Su última entrega es propiamente una novela: Lejos de Veracruz (Barcelona, Anagrama, 1995) donde el autor -fiel a su modo de recrear los viajes y sus propias experiencias- narra la concesión de un premio literario que otorga una revista femenina en Teruel a uno de los protagonistas, Antonio Tenorio (suplantado para la ocasión por su hermano Enrique, el manco Enrique, que siempre aborreció la literatura y la arrogancia del arte). Ese pretexto permite al autor catalán no sólo revivir una de sus estancias en la ciudad mudéjar o recordar al padre Polanco, sino enfrentarse con sagacidad y burla a la feria de las vanidades del universo de las letras. Este episodio es una excursión afectuosa y sentimental en una novela impresionante en su vastedad, en su ambición, en su intensidad lírica. Algo así como un guiño distanciador. Podríamos decir que Lejos de Veracruz es un compendio de la producción anterior de Vila-Matas y a la vez un pantano cuyas olas se expanden con una fuerza voraginosa y embrujada. El escritor no renuncia del todo a su pasado, a su trayectoria si se quiere experimental, afectada de literatura y de prodigios, de juegos y citas clandestinas, pero en esta obra hay otra sedimentación, una madurez narrativa incuestionable, el impulso de una escritura muy sólida y elaborada. Los sentimientos bullen con energía, con rabiosa sinceridad. Aquí reaparece la meditación sobre el destino del artista, reaparecen los lugares legendarios que se alzan y se esfuman en medio de boleros desesperados y de olores a mezcal y tequila, como Veracruz, Jalisco o el París de Baudelaire, pero también la pasión, la tragedia, la paradoja, la referencia a otros libros (Pedro Páramo y Bajo el volcán, las novelas de Sergio Pitol, entre otros) y una atmósfera de fatalidad.

El libro se centra en la historia de los hermanos Tenorio: Antonio, escritor e impostor de travesías que acabará arrojándose al vacío mientras redacta un libro titulado simbólicamente El descenso; Máximo, el artista genial y huraño que renuncia a todo por la sensualidad devoradora de una mujer. Poco a poco, el tercer hermano -que había repudiado los aspectos más grotescos de la creación- se verá en la necesidad íntima de contar los avatares de su saga y en convertirse en escritor. Pero antes, como sus hermanos, habrá orillado el desenfreno, el fracaso, el amor romántico, el amor ardiente y tal vez infame, primero con ese relámpago de brillo fugaz que es Carmen (Vila-Matas, al relatar esa celebración de la ternura, incorpora una novela minúscula, un oasis de voluptuosidad a su relato) y luego con ese torbellino oscuro y malicioso que es Rosita Boom Boom Moreno.
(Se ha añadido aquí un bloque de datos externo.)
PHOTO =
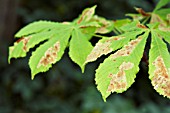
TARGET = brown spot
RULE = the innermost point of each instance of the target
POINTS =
(127, 49)
(142, 12)
(98, 50)
(86, 15)
(25, 41)
(50, 55)
(161, 79)
(156, 18)
(118, 80)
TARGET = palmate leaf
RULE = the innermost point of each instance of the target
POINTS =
(107, 45)
(118, 71)
(49, 53)
(160, 14)
(160, 4)
(32, 35)
(159, 64)
(56, 38)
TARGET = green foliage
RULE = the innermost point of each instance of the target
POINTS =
(118, 72)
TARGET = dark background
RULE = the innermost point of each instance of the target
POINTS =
(64, 89)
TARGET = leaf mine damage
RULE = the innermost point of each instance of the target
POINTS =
(101, 49)
(50, 55)
(161, 79)
(118, 80)
(127, 49)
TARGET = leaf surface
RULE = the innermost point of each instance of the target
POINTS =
(80, 47)
(159, 65)
(49, 53)
(118, 71)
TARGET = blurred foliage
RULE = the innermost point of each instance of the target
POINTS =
(64, 89)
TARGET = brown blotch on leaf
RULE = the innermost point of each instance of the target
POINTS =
(50, 55)
(86, 15)
(156, 18)
(161, 79)
(127, 49)
(118, 80)
(141, 26)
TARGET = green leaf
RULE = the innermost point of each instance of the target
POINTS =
(32, 37)
(49, 53)
(118, 71)
(164, 34)
(107, 45)
(80, 47)
(133, 26)
(160, 4)
(163, 13)
(159, 65)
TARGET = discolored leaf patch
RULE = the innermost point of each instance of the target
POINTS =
(118, 80)
(50, 55)
(127, 49)
(86, 14)
(161, 79)
(102, 48)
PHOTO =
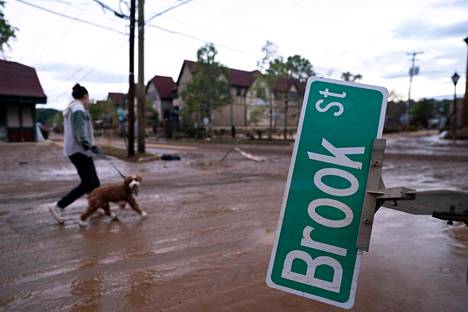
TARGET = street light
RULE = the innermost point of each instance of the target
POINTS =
(455, 78)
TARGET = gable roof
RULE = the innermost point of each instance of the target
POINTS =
(165, 85)
(236, 77)
(18, 80)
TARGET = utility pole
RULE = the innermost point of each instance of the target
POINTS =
(141, 77)
(131, 82)
(412, 72)
(464, 121)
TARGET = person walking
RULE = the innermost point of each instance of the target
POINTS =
(79, 148)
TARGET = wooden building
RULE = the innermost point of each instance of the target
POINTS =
(20, 91)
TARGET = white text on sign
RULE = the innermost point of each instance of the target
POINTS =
(338, 157)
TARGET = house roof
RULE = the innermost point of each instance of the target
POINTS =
(165, 85)
(18, 80)
(236, 77)
(117, 98)
(285, 84)
(242, 78)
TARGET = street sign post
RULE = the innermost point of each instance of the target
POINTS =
(315, 254)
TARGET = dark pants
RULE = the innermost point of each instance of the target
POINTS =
(89, 179)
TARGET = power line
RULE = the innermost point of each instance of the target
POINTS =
(167, 10)
(199, 39)
(70, 17)
(108, 8)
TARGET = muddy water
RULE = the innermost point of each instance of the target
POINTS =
(206, 243)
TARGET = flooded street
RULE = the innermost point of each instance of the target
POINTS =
(206, 243)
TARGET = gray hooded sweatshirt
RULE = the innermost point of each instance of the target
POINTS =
(78, 129)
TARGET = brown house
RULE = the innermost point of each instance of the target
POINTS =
(20, 91)
(246, 103)
(160, 93)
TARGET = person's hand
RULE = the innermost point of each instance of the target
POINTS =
(86, 146)
(95, 149)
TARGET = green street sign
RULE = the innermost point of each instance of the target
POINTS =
(315, 252)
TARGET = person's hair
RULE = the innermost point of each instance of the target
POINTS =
(79, 91)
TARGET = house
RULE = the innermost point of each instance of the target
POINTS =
(117, 99)
(247, 109)
(160, 93)
(20, 91)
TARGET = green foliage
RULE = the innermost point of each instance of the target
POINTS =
(347, 76)
(208, 89)
(422, 111)
(6, 30)
(255, 115)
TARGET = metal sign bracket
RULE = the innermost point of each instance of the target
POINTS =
(377, 194)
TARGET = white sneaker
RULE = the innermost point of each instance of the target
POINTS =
(114, 217)
(56, 212)
(82, 223)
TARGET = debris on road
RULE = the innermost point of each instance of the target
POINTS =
(169, 157)
(250, 156)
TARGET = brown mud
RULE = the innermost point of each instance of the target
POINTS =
(206, 243)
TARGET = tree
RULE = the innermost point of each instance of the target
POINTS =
(347, 76)
(295, 67)
(6, 30)
(299, 68)
(208, 89)
(271, 69)
(422, 111)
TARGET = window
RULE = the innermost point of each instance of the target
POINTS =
(293, 97)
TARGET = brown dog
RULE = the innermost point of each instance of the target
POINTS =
(114, 193)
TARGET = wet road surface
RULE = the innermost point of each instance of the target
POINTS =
(208, 238)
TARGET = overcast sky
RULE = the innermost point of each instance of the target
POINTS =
(370, 37)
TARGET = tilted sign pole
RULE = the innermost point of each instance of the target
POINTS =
(315, 254)
(334, 188)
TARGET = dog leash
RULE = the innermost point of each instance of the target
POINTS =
(104, 156)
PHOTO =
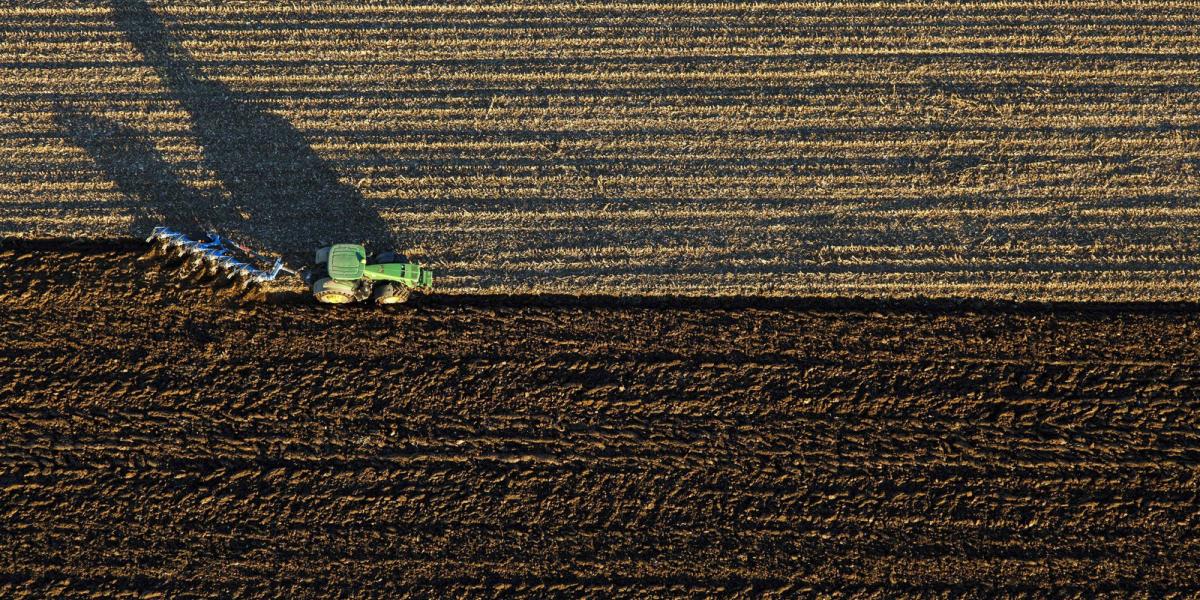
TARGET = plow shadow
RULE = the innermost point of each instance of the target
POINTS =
(281, 193)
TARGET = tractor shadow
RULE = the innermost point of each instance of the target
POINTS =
(282, 195)
(143, 174)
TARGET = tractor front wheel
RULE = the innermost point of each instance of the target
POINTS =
(329, 291)
(390, 293)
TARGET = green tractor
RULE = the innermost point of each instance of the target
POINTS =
(346, 274)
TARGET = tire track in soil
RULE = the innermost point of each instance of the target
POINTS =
(163, 436)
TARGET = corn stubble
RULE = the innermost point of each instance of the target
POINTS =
(1005, 150)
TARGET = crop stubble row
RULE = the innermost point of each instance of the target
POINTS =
(1042, 150)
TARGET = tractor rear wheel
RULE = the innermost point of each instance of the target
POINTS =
(333, 292)
(390, 293)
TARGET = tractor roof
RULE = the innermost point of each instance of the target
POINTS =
(347, 261)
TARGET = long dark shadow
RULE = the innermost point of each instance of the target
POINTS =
(142, 173)
(293, 198)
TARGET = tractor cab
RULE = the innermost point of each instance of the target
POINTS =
(353, 275)
(346, 262)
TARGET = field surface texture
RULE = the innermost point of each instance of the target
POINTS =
(990, 149)
(193, 441)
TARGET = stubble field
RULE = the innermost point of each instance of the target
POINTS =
(994, 149)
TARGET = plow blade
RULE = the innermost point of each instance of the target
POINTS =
(220, 252)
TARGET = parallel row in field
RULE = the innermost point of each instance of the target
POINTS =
(1000, 149)
(582, 449)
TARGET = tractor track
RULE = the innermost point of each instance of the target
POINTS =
(183, 437)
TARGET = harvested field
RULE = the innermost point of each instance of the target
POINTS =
(162, 437)
(989, 149)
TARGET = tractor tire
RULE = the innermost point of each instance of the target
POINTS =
(323, 255)
(390, 293)
(333, 292)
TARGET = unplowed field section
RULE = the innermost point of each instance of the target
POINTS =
(185, 439)
(995, 149)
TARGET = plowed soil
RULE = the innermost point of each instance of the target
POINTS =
(163, 436)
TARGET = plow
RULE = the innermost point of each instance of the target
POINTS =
(340, 274)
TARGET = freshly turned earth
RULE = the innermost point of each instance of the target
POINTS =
(166, 435)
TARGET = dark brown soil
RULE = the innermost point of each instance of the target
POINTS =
(172, 437)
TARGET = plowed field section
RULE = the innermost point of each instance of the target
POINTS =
(993, 149)
(185, 439)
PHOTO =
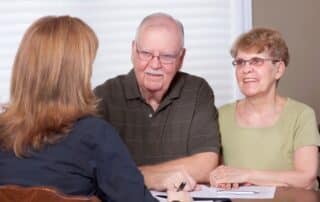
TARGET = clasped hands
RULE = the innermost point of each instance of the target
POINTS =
(226, 177)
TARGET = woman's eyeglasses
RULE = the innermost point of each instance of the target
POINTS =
(255, 61)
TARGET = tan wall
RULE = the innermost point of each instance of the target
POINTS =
(299, 23)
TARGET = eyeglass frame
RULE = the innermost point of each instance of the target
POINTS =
(150, 55)
(251, 62)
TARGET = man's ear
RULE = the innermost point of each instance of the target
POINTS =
(133, 47)
(181, 57)
(281, 68)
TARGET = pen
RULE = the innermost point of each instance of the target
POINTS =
(181, 186)
(238, 192)
(203, 198)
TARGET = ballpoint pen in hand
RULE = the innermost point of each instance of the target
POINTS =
(181, 186)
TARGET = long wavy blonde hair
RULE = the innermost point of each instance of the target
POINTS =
(50, 84)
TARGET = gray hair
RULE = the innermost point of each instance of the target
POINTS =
(162, 15)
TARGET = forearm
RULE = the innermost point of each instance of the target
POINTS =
(300, 179)
(198, 166)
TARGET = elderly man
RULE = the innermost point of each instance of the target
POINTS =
(166, 118)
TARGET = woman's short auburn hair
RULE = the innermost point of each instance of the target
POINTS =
(260, 40)
(50, 84)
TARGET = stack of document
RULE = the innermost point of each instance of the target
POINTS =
(244, 192)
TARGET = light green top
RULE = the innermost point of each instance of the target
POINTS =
(269, 148)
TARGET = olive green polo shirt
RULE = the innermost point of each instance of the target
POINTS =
(185, 122)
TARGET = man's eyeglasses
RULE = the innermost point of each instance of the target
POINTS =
(164, 58)
(255, 61)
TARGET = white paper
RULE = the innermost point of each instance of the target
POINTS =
(253, 192)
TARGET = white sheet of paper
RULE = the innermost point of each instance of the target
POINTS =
(253, 192)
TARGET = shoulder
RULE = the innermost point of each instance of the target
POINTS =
(192, 79)
(227, 108)
(112, 83)
(93, 129)
(298, 108)
(195, 83)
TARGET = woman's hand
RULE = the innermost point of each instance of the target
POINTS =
(180, 196)
(227, 177)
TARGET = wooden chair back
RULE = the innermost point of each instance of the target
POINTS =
(13, 193)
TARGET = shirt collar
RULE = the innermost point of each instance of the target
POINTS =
(132, 90)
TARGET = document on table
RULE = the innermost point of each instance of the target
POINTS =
(245, 192)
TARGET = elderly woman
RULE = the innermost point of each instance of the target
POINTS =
(49, 132)
(267, 139)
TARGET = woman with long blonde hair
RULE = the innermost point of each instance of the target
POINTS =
(49, 134)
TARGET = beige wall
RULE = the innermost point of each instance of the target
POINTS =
(299, 23)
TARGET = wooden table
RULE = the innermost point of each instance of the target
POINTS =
(284, 194)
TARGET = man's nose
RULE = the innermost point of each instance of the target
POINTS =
(155, 61)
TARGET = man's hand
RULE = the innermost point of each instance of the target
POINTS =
(168, 180)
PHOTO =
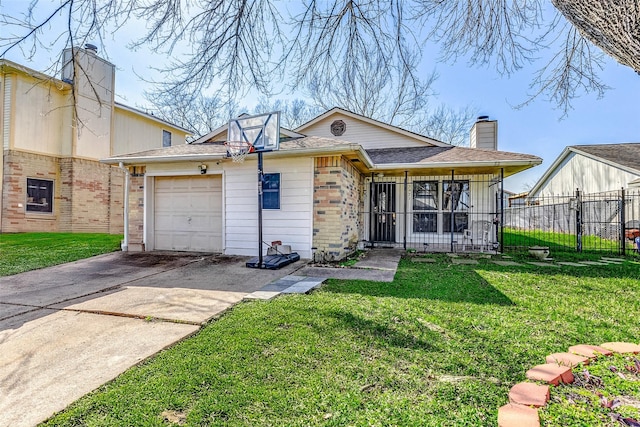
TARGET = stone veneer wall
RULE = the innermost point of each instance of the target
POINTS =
(337, 206)
(87, 194)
Al final, la moraleja es evidente: los tres Tenorios -que nos harán recordar a estirpes de escritores como los Goytisolo o los Panero- han perdido en la travesía del arte y de la vida.

Vila-Matas cuenta la existencia de los Tenorio sin apenas caídas: emplea el hilo del tiempo a su antojo y arma su ficción siempre con un castellano brillante que explora en muchos instantes los sonidos de la poesía, el virtuosismo, la reiteración más expresiva, el desplazamiento sutil de los epítetos. La acción se registra en el dietario de los tres tucanes donde se recuerdan la severidad del padre, la autodestrucción a la que se entregan los tres integrantes de la saga, el desenfreno, las rarezas, el abrupto descenso al infierno. El escritor catalán, con Lejos de Veracruz, ha construido su mejor libro, una narración turbadora recorrida desde las primeras páginas por los céfiros ardientes y acariciadores de la nostalgia acérrima: “La nostalgia de un lugar enriquce siempre que se conserve como nostalgia, pero su recuperación significa la muerte”.